Nor Azlina claimed that security was lax in the campus and alleged that her daughter claimed that anyone could enter the campus just by waving at the security guards. She hopes that the campus authorities will beef-up security, to stop further incidents.

One wonders why more was not done to prevent the abduction of Nursyuhada? Her mother claimed that she was abducted in broad daylight and her friends witnessed the suspect brandishing a knife. There were also claims that the friends had tried to stop Nursyuhada from going along with the suspect.

So, why did her friends not alert campus security guards as well as phoning Nursyuhada’s parents? Why did no one bother to call the police? They must have noticed the car she had left in. Even if they had not taken note of the registration number, they could have noted the make, model and colour of car.

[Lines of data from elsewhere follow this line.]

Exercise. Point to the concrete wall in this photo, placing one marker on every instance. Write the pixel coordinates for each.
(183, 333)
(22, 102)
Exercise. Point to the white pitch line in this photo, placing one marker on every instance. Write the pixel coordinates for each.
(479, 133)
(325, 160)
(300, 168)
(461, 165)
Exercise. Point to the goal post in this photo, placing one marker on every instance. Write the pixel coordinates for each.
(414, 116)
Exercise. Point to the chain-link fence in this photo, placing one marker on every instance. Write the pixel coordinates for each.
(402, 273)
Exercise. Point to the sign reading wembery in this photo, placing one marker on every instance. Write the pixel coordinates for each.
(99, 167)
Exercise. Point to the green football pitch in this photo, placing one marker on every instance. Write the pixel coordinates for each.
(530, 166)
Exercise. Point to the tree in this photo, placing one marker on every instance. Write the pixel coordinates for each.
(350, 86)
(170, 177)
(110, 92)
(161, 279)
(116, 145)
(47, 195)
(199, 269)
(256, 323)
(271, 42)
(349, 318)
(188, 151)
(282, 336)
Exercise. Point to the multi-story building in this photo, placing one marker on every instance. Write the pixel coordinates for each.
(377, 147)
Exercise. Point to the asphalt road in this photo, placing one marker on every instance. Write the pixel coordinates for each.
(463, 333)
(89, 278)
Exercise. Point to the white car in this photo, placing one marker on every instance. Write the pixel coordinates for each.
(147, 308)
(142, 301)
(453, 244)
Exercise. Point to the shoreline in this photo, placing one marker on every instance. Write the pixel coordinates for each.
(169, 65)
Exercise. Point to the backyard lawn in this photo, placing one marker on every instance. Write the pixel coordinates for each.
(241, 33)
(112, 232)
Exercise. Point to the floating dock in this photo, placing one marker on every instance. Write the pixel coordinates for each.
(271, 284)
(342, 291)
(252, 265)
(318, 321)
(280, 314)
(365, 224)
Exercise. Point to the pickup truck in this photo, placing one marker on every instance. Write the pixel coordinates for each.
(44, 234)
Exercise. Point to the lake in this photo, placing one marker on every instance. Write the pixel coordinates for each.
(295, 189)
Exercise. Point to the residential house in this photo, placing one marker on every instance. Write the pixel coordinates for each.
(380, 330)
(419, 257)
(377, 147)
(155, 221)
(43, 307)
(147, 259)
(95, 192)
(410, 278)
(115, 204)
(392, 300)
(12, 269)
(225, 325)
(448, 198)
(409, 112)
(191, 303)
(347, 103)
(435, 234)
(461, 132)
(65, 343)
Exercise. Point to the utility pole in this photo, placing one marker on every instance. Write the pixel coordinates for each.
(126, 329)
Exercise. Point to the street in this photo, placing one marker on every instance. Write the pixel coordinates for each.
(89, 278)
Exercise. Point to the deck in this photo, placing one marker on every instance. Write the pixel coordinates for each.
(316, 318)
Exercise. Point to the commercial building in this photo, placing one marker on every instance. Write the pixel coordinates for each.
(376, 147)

Malaysia prides itself on having a large number of CCTVs. Surely, the campus security could have accessed further information from the CCTV.

The abduction allegedly happened at 11am. By noon, Nursyuhada had driven several miles away and been fatally knifed.

If the police had been notified, roadblocks could have been set up, the suspect’s car spotted and perhaps, a tragedy averted. An early notification and the provision of as much information as is possible to the police could have prepared them and ensured a successful rescue operation. The friends could have told police what Nursyuhada was wearing, perhaps, given them a photo of her and the suspect. They could have described his demeanour; did he appear calm or anxious, angry or tense?

Nursyuhada’s parents and her family will grieve for her, but the authorities are rather callous to claim that Nursyuhada voluntarily agreed to accompany her killer. The least they could do is to increase security and prevent another disaster. It may also be a lesson for the rest of us. If we witness an abduction, we should contact the police and furnish them with as much information as possible, to help the person who has been abducted.